The inverted index stores entries like:
| Term | Documents |
|---|---|
| romeo | doc_1 (1 hit) |
| juliet | doc_1 (1 hit) |
| tragedi | doc_1 (1 hit) |
Notice that "tragedy" is stored as "tragedi" because the stemmer reduced it to its root form. Stopwords like "and", "is", "a" are typically filtered out.
Engine contract
Both storage engines (SQLite and Redis) implement the EngineContract interface, which defines methods for:
- Creating and selecting indexes
- Storing and retrieving wordlists and document lists
- Running queries against the source database
- Processing documents (tokenizing, stemming, saving)
- Fuzzy search and as-you-type functionality
The EngineTrait contains shared logic used by both engines, including text stemming, document processing, and connector creation.
Search flow
When you call $tnt->search("romeo juliet"), here's what happens:
- Tokenize: The query is split into tokens:
["romeo", "juliet"] - Stem: Each token is stemmed:
["romeo", "juliet"] - Lookup: For each stemmed term, retrieve matching documents from the inverted index
- Score: Calculate BM25 relevance scores for each document:
- TF (Term Frequency): How often the term appears in the document
- IDF (Inverse Document Frequency): How rare the term is across all documents
- Document length: Normalized by average document length
- Rank: Sort documents by score (highest first)
- Return: Return the top N document IDs
BM25 ranking
TNTSearch uses the BM25 algorithm for relevance ranking:
score = IDF * ((tfWeight + 1) * tf) / (tfWeight * ((1 - dlWeight) + dlWeight) + tf)
Where:
tf= term frequency in the documentIDF=log(totalDocs / matchingDocs)tfWeight= 1 (term frequency weight)dlWeight= 0.5 (document length weight)

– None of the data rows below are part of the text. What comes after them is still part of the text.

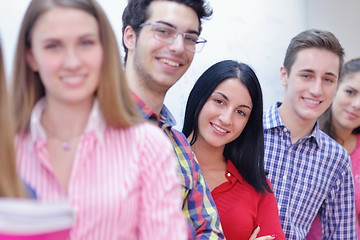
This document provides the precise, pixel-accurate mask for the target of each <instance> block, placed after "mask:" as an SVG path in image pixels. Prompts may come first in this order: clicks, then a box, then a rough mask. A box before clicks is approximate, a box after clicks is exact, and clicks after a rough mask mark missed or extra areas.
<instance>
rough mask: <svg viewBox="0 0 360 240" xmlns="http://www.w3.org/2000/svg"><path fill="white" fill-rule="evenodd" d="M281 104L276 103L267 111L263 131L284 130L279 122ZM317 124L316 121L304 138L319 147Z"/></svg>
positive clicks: (264, 118) (319, 136) (318, 134)
mask: <svg viewBox="0 0 360 240" xmlns="http://www.w3.org/2000/svg"><path fill="white" fill-rule="evenodd" d="M281 104H282V103H281V102H277V103H275V104H274V105H272V106H271V107H270V108H269V110H268V111H267V112H266V115H265V116H264V129H271V128H277V127H281V128H282V129H284V128H286V126H285V124H284V123H283V122H282V121H281V117H280V115H279V107H280V106H281ZM320 131H321V130H320V128H319V123H318V122H317V121H316V123H315V126H314V128H313V130H312V131H311V133H310V134H309V135H308V136H306V137H305V138H307V139H309V140H312V139H314V140H315V142H316V143H317V144H318V145H319V146H321V134H320Z"/></svg>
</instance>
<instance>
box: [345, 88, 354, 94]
mask: <svg viewBox="0 0 360 240" xmlns="http://www.w3.org/2000/svg"><path fill="white" fill-rule="evenodd" d="M345 93H346V94H348V95H354V94H355V91H353V90H352V89H345Z"/></svg>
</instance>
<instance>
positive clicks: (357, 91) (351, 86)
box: [345, 85, 359, 93]
mask: <svg viewBox="0 0 360 240" xmlns="http://www.w3.org/2000/svg"><path fill="white" fill-rule="evenodd" d="M345 88H349V89H350V90H351V91H354V92H356V93H357V92H359V91H358V90H357V89H355V88H353V87H352V86H349V85H346V86H345Z"/></svg>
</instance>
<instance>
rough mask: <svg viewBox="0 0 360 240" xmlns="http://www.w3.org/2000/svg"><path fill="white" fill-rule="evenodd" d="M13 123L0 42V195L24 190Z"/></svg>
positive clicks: (15, 192)
mask: <svg viewBox="0 0 360 240" xmlns="http://www.w3.org/2000/svg"><path fill="white" fill-rule="evenodd" d="M15 161H16V159H15V149H14V125H13V121H12V120H11V114H10V107H9V100H8V94H7V88H6V79H5V68H4V63H3V54H2V49H1V43H0V196H1V197H23V196H24V195H25V190H24V188H23V186H22V184H21V182H20V180H19V177H18V175H17V172H16V162H15Z"/></svg>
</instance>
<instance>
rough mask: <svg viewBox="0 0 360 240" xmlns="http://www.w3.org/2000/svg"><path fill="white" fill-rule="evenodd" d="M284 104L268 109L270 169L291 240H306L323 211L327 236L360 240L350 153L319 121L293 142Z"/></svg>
mask: <svg viewBox="0 0 360 240" xmlns="http://www.w3.org/2000/svg"><path fill="white" fill-rule="evenodd" d="M280 105H281V103H277V104H275V105H274V106H272V107H271V108H270V109H269V110H268V111H267V112H265V113H264V138H265V170H266V171H267V172H268V173H269V175H268V177H269V179H270V180H271V183H272V185H273V189H274V192H275V196H276V199H277V202H278V207H279V215H280V220H281V224H282V227H283V230H284V233H285V236H286V239H305V236H306V235H307V233H308V231H309V229H310V226H311V223H312V221H313V219H314V218H315V216H316V214H317V213H318V212H319V211H320V217H321V219H322V224H323V225H322V229H323V239H339V240H340V239H357V236H356V227H355V205H354V184H353V177H352V172H351V163H350V158H349V155H348V154H347V152H346V150H345V149H344V148H343V147H342V146H341V145H340V144H338V143H336V142H335V141H334V140H333V139H331V138H330V137H329V136H328V135H326V134H325V133H324V132H322V131H321V130H320V129H319V126H318V124H317V123H316V125H315V127H314V129H313V131H312V132H311V134H310V135H308V136H306V137H304V138H301V139H299V140H298V141H297V142H296V143H294V144H292V143H291V139H290V131H289V130H288V129H287V128H286V126H285V125H284V124H283V123H282V122H281V119H280V116H279V113H278V107H279V106H280Z"/></svg>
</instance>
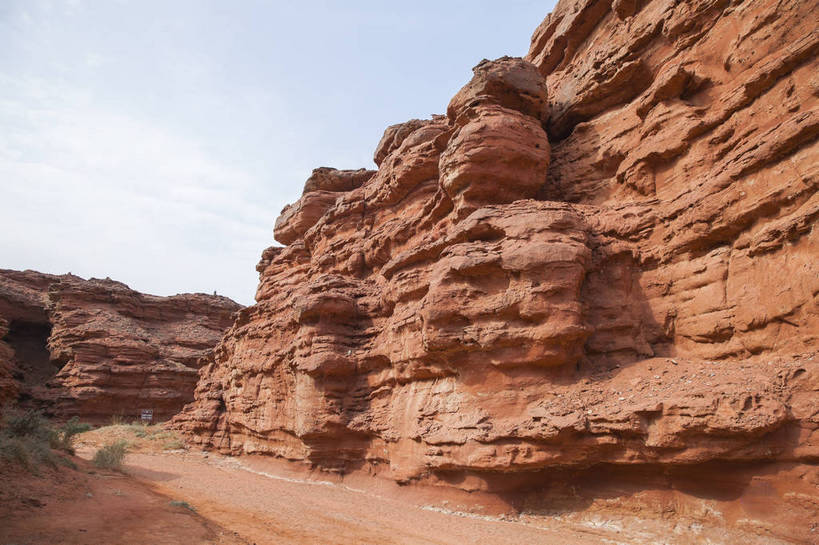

Documents matching more query terms and containing rarer terms score higher.
Boolean search flow
Boolean search uses a different approach:
- Parse: Convert the query to postfix notation using the shunting-yard algorithm
- Evaluate: Process each token:
- Terms: Look up document sets from the inverted index
- AND (
&): Intersection of two document sets - OR (
|): Union of two document sets - NOT (
~): Difference (exclude documents)
- Return: Return the resulting document set
Extending TNTSearch
Custom engines
Implement the EngineContract interface to create a new storage backend:
use TeamTNT\TNTSearch\Contracts\EngineContract;
class MyCustomEngine implements EngineContract
{
// Implement all required methods
}
Custom tokenizers
Extend AbstractTokenizer and implement TokenizerInterface. See the Custom tokenizers guide.
Custom stemmers
Create a class with a stem($word) method that returns the stemmed form of the word.
Custom file readers
Implement a reader class for non-text file formats and set it on the indexer with setFileReader().